Every time your intuition is about to drift — and it will drift, because chatbot UIs have trained all of us to think of LLMs as entities — come back to this signature. It is a function. It does not remember you between calls. It does not have a mood. It has inputs, settings, and an output.

Let's make that concrete. Here is what an actual call looks like.

# pip install anthropic
import os
from anthropic import Anthropic

client = Anthropic(api_key=os.environ["ANTHROPIC_API_KEY"])

response = client.messages.create(
    model="claude-sonnet-4-6",
    max_tokens=200,
    messages=[{"role": "user", "content": "Write a haiku about latency."}],
)

print(response.content[0].text)

Save that as demo.py, set ANTHROPIC_API_KEY in your shell, run it, and you will see a haiku. Run it again, and you will see a different haiku. That's not a bug. That's the function doing its job. The default settings include some randomness, and randomness is the point — if it didn't have any, the same prompt would always produce the same output, which sounds appealing until you realise you'd get the same summary, the same email draft, the same joke, every single time.

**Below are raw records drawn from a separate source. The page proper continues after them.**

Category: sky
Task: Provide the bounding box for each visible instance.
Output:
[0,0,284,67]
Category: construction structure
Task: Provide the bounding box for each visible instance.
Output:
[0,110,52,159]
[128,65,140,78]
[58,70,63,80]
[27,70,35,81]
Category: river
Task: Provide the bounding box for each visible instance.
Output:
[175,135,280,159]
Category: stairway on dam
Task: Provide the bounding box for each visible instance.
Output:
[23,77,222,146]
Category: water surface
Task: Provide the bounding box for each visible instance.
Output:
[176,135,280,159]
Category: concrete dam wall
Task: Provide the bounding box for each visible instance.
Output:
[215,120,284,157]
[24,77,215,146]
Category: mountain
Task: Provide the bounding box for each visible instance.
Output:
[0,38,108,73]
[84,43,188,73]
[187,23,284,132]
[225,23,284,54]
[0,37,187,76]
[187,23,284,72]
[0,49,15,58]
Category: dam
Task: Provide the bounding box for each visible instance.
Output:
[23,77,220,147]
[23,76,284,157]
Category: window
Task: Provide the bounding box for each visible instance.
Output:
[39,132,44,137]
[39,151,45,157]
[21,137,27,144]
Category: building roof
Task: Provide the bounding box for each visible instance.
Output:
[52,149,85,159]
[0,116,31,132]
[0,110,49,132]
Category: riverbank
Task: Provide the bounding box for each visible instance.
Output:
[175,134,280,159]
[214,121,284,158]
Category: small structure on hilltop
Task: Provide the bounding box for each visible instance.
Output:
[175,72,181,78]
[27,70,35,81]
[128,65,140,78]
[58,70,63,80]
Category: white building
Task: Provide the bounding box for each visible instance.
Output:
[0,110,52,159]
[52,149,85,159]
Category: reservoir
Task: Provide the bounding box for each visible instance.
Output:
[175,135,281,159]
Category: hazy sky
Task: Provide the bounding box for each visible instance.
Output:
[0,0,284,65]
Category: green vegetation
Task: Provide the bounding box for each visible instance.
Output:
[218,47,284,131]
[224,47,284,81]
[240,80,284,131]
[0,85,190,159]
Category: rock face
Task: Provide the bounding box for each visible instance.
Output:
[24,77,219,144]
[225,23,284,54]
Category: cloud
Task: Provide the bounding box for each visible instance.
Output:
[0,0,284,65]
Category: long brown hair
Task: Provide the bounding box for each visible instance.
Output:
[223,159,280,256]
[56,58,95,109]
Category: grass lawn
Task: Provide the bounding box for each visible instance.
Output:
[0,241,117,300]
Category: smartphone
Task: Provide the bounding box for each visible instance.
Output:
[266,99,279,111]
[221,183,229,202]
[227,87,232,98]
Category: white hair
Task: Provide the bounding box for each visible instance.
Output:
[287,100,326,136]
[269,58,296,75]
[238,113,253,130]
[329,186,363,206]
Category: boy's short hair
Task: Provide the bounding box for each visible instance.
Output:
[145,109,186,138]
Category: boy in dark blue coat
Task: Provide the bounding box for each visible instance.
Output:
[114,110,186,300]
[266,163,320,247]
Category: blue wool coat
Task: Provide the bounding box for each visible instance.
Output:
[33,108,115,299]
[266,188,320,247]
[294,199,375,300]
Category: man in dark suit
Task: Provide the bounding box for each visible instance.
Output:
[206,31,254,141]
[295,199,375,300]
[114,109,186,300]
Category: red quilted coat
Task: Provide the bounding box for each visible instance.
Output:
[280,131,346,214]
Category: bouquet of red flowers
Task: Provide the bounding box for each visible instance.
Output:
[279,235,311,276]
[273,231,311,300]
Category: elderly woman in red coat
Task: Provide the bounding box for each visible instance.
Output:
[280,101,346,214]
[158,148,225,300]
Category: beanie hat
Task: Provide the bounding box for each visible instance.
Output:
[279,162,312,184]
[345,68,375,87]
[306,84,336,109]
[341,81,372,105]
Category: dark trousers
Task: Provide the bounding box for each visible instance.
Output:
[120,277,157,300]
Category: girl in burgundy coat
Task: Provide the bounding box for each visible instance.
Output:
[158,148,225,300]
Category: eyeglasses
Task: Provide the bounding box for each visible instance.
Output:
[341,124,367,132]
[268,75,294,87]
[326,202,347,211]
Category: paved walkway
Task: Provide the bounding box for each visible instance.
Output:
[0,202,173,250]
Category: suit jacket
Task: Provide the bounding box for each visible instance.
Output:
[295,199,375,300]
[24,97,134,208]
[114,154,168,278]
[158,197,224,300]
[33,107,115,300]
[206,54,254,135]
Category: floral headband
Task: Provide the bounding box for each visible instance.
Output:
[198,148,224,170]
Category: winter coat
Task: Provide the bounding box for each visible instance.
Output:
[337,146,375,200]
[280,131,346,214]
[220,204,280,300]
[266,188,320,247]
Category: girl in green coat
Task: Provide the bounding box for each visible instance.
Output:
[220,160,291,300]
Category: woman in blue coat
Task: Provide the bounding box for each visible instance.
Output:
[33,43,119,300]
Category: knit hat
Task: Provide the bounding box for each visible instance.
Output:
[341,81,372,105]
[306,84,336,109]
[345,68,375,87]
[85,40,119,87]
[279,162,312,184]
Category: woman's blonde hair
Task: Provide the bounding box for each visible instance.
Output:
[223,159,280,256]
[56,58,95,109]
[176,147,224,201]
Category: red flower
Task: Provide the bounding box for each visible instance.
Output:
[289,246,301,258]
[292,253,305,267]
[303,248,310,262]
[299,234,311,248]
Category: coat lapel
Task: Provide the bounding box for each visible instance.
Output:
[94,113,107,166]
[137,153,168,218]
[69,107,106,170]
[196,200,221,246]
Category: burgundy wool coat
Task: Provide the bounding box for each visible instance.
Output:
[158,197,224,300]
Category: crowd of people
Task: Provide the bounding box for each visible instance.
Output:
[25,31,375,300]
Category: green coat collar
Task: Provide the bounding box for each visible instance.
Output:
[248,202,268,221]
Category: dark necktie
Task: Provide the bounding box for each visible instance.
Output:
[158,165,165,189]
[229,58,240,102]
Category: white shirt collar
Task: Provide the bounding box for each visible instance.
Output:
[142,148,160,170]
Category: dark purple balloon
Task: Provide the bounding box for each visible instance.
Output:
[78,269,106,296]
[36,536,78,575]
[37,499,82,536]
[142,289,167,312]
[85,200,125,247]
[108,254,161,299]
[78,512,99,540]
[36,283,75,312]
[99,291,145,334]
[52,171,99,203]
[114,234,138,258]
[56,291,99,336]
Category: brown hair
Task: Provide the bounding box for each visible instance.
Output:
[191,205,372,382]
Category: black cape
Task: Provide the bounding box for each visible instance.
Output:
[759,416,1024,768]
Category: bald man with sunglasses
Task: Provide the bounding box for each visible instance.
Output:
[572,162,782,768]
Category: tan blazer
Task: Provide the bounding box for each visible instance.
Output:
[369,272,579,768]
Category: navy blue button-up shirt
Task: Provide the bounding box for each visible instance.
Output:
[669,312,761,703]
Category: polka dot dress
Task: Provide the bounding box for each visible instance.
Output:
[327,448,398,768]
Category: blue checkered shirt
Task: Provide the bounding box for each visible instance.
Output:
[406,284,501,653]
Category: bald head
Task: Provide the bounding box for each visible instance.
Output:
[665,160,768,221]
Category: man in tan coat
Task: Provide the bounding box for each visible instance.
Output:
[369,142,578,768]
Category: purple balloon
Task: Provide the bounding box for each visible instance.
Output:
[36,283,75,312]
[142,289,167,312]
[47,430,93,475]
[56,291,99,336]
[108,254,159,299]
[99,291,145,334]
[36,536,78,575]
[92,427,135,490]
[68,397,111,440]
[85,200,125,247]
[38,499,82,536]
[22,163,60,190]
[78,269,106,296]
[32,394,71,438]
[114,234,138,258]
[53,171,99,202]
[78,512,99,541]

Before we go further, let me draw the whole picture of what's happening in that call. Because as soon as you hold the shape in your head, the rest of this course becomes much easier.

Anatomy of a call

Five boxes. Two of them are your code. The other three are, for the purposes of this course, a black box — you won't operate them, you will call them. Every capability, every failure mode, every cost line in your bill comes from something inside those three middle boxes, and your job as a builder is to reason about them from the outside without ever opening them.

The important thing to notice is that there is no arrow going back from any middle box to your code except the response. There's no side channel. No hidden memory. No "state" that survives between calls. Every time you call the API, the provider spins up the model on your input from a cold start and gives you back a response. If you want the model to "remember" something from a previous call, you have to put it in the next prompt. That's it. That's how memory works.

This is worth repeating because beginners get it wrong constantly: the LLM does not remember the previous request unless you remind it. When you use ChatGPT and it remembers what you said earlier, that's the chat UI storing the conversation and re-sending all of it on every new turn. The model itself has no memory of you at all. It has a context window, and the context window is whatever your code put in it this call.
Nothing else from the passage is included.